Sift the dry ingredients into batches to the batter and mix on low speed. If you feel you may have over-mixed your batter when adding the flour, all you have to do is set the batter aside for ten minutes, it will relax and when you put it in the pan and bake it will come out ideally. It is important to do the last folding by hand before pouring the batter into your pan so you can really get to the bottom of the bowl.
The quantity of flour and sugar can sometimes sit at the bottom and you will get an uneven top to your cake. Get any kind of loaf pan that you have, lightly grease then pour in the batter and level it. Before it goes to the oven give the pan a good tap to get rid of air bubbles that might be trapped in there. Bake this cake in a 325 degrees Fahrenheit oven for 65 to 70 minutes.
You will then want to glaze the cake when still hot, straight from the oven. To make a simply cooked glaze, start with two tablespoons of water in a pan then add three tablespoons of lemon juice also a third of a cup of sugar then bring that to a simmer just until the sugar has fully melted. Take a skewer and randomly poke the cake then pour the syrup onto the cake. Set it aside to cool then slice and enjoy.
- 1 cup (225 g) unsalted butter, just cooler than room temperature (60-65 F)
- 1 ½ cups (345 g) sugar
- 1 Tbsp (4 g) finely grated lemon zest
- 5 large eggs, almost at room temperature
- ⅓ cup (80 ml) sour cream (full-fat)
- 1 ½ tsp (8 mL) vanilla extract
- 1 cup (150 g) all-purpose
- ½ cup (65 g) cake and pastry flour
- ½ tsp (3 g) salt
- 3 Tbsp (45 mL) fresh lemon juice
- 2 Tbsp (30 mL) water
- ⅓ cup (70 g) sugar
- Preheat the oven to 325 F and grease a 9-x-5-inch loaf pan.
- Beat the butter, sugar and lemon zest using electric beaters or a mixer fitted with the paddle attachment on medium speed until light and fluffy, about 3 minutes.

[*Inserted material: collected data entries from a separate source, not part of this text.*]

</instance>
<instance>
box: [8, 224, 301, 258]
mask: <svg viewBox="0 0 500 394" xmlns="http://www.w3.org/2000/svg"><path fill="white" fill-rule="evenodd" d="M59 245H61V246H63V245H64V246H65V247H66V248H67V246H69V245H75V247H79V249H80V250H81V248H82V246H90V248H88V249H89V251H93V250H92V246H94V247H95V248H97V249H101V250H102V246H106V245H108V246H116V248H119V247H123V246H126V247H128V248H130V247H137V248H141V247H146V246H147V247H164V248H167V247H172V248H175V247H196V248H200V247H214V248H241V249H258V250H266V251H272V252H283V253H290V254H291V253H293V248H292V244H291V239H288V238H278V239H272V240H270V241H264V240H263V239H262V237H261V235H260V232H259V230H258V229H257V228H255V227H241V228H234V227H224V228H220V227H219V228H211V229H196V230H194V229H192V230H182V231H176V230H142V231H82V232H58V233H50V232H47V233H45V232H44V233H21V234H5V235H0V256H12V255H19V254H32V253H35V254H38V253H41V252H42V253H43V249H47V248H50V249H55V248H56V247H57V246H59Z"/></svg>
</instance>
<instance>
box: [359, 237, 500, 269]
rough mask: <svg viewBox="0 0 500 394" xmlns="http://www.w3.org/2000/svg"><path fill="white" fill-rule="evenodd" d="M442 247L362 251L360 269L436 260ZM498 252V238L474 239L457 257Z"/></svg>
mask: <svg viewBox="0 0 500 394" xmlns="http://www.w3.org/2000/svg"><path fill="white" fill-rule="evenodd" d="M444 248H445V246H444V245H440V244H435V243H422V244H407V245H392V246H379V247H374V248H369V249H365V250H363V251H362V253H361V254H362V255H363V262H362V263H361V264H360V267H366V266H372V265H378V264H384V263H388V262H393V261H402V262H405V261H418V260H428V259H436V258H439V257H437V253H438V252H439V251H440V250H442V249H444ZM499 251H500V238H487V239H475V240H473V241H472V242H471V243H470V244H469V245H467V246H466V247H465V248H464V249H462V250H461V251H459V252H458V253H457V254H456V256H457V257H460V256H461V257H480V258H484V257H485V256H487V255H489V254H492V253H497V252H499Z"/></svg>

- In a separate bowl, lightly whisk the eggs with a fork and add this to the batter in a few additions, scraping down the bowl in between.
- Stir the sour cream and vanilla together and beat this into the batter.
- In a separate bowl, sift the all-purpose and cake & pastry flour and the salt and add this to the batter, mixing until fully incorporated, scraping to the bottom of the bowl to ensure this.
- Scrape the batter into the prepared pan and tap it a few times to make it level and allow any air bubbles to escape.
- Bake the cake for 65 to 70 minutes, until a tester inserted in the centre of the cake comes out clean. Remove the cake from the oven and prepare the glaze while the cake is still warm.
- For the glaze, heat the lemon juice water and sugar in a small saucepan over medium heat until the sugar has dissolved.
- Poke holes in the warm pound cake using a bamboo skewer and brush the warm glaze over the cake.
- Let the cake cool completely in the pan (the glaze will set once the cake is cool) before removing it to serve.